What is Macroeconomics (concept and definition)

Macroeconomics is a branch of economics that studies the behavior, structure and capacity of large aggregates at a national or regional level, such as: economic growth, employment and unemployment rate, interest rate, inflation, among others. The word macro comes from the Greek macros which means big.

Macroeconomics studies aggregate indicators such as GDP, unemployment rates, price indices and seeks to understand and explain the economy as a whole and predict economic crises.

In the same way, macroeconomics seeks to develop models that explain the relationship between the different variants of the economy such as; national income, production, consumption, unemployment, inflation, savings, investment, international trade and international finance.

Difference between macroeconomics and microeconomics

Macroeconomics is responsible for the economic study of global phenomena of a country or region such as economic growth, inflation, unemployment rate, while microeconomics studies the behavior of individual economic agents such as the individual, company, family.

See also Microeconomics.

Macroeconomic variables

Macroeconomics periodically analyzes variables and indicators in order to define the economic policies aimed at achieving balance and growth of the economy of a certain country or region.

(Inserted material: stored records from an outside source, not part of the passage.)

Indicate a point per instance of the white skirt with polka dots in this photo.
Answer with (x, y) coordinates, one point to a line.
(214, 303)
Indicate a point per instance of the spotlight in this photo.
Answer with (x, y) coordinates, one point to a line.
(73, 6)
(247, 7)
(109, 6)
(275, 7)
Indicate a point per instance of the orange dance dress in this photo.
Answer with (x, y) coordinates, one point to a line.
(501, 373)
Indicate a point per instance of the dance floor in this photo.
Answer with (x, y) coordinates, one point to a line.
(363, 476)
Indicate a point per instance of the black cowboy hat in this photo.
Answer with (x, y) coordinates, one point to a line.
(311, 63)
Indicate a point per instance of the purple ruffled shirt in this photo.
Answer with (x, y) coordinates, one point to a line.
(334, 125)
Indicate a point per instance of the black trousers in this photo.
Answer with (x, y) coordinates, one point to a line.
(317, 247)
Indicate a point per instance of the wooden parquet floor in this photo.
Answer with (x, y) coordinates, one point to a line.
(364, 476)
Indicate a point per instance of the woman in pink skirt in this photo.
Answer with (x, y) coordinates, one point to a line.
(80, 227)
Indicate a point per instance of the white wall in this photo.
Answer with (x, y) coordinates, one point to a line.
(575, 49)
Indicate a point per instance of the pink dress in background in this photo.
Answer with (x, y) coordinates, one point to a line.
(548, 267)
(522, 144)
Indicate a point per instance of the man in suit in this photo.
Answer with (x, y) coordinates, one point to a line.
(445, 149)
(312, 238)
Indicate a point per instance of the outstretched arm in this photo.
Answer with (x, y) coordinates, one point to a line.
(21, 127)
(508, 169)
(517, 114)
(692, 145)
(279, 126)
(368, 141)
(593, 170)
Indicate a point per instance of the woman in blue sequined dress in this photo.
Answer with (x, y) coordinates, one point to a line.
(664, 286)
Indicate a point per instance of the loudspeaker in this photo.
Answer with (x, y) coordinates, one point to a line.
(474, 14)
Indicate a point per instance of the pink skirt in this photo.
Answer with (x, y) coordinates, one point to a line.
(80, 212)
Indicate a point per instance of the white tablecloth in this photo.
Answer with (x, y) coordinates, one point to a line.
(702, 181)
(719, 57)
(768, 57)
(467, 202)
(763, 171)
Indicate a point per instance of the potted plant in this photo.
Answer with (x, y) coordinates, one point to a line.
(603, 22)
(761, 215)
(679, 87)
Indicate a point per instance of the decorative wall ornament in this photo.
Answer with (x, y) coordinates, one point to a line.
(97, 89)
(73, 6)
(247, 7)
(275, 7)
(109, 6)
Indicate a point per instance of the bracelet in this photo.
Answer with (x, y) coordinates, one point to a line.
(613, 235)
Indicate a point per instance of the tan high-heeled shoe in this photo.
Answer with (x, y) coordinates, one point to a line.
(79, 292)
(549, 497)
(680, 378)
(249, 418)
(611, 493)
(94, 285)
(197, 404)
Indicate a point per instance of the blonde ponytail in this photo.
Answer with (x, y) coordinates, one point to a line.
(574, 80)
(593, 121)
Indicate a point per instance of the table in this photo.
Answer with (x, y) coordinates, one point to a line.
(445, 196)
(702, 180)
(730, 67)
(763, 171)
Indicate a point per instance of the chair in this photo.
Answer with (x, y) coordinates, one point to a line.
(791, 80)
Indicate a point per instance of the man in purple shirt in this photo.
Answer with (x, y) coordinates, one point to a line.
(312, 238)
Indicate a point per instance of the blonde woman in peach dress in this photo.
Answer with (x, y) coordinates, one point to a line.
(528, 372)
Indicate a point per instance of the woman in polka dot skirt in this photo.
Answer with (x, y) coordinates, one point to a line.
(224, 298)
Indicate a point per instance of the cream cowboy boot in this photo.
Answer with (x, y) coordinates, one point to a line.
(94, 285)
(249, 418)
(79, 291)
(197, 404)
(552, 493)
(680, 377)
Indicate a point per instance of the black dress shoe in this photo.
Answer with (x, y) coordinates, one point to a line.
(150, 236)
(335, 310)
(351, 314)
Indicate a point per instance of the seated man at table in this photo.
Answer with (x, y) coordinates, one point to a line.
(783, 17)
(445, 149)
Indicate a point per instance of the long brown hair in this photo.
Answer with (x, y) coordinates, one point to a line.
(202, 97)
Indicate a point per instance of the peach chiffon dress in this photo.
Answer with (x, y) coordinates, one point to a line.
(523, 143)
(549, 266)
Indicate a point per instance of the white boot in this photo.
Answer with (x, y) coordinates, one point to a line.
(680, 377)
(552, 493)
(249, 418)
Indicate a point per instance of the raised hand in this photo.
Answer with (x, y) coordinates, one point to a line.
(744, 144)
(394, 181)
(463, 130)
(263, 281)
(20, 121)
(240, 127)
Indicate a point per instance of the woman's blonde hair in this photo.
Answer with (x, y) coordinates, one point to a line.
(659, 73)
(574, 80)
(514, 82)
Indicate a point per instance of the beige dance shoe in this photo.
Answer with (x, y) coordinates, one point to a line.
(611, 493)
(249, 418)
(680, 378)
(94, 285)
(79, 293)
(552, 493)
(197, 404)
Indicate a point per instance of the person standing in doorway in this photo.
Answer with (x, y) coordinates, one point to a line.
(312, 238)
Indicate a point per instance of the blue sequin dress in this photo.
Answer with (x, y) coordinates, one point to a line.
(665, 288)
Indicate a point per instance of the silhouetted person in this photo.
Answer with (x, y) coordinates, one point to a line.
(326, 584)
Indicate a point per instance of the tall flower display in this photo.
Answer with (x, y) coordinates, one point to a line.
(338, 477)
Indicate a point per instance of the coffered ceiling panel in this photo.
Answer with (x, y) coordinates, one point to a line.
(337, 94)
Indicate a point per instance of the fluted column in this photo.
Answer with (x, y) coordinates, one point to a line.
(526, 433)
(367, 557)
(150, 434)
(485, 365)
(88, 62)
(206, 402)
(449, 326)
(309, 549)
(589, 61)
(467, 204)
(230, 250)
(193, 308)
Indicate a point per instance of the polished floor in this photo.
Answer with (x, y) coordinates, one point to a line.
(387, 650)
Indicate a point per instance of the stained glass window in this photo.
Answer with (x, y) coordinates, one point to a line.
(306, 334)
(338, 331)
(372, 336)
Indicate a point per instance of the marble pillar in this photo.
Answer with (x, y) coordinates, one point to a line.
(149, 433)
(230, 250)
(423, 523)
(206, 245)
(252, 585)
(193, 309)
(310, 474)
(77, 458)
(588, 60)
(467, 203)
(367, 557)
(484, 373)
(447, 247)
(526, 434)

In this sense, macroeconomic models base their study on the following aspects:

Economic growth: when we talk about an economic increase it is because there is a favorable trade balance, that is, there is a improvement of some indicators as; the production of goods and services, savings, investment, increase in per capita calorie trade, etc., therefore, is the increase in income for a country or a region during a given period.
Gross national product: is a macroeconomic quantity or magnitude to express the monetary value of the production of goods and services of a region or country during a certain time, then refers to the internal production of goods and services carried out by a certain country and then these are marketed internally or externally.
Inflation: strictly it is the increase in prices of goods and services existing on the market during a period. When the prices of goods and services increase, each unit of currency is enough to buy fewer goods and services, therefore, inflation reflects the decrease in purchasing power of currency. If we talk about prices and inflation, the costs for the production of said goods and services must be taken into account since that is where the increase in the prices of goods and services is reflected or the surplus value existing in said goods can also be analyzed. and services.
Unemployment: It is the situation in which a worker finds himself when he is unemployed and in the same way does not receive any salary. It can also be understood as the number of unemployed or unemployed people in the population within a country or territory, which is reflected through a rate.
International economy: deals with global monetary aspects, the commercial policy that a certain territory or country may have with the rest of the world is directly related to international trade, that is, with the purchases and sales of products and services that are carried out with other countries or abroad.

Keynesian Macroeconomics

Economic theory proposed by John Maynard Keynes published in 1936 in his work “General Theory of Employment, Interest and Money” as a result of the great depression that Great Britain and the United States faced in 1929. Keynes in his theory proposes the use of monetary and fiscal policies to regulate the level of aggregate demand. Keynes proposes in his theory the increase in public spending to generate jobs until the point of reaching a balance.

Macroeconomics Paul Samuelson

Samuelson rewrote a part of Economic Theory and was fundamental in the elaboration of the neoclassical-Keynesian synthesis since he incorporated principles from both. Paul Samuelson applied thermodynamic mathematical methods to economics and pointed out 3 basic questions that every economic system must answer; What goods and services and in what quantity are going to be produced, How are they going to be produced and For whom.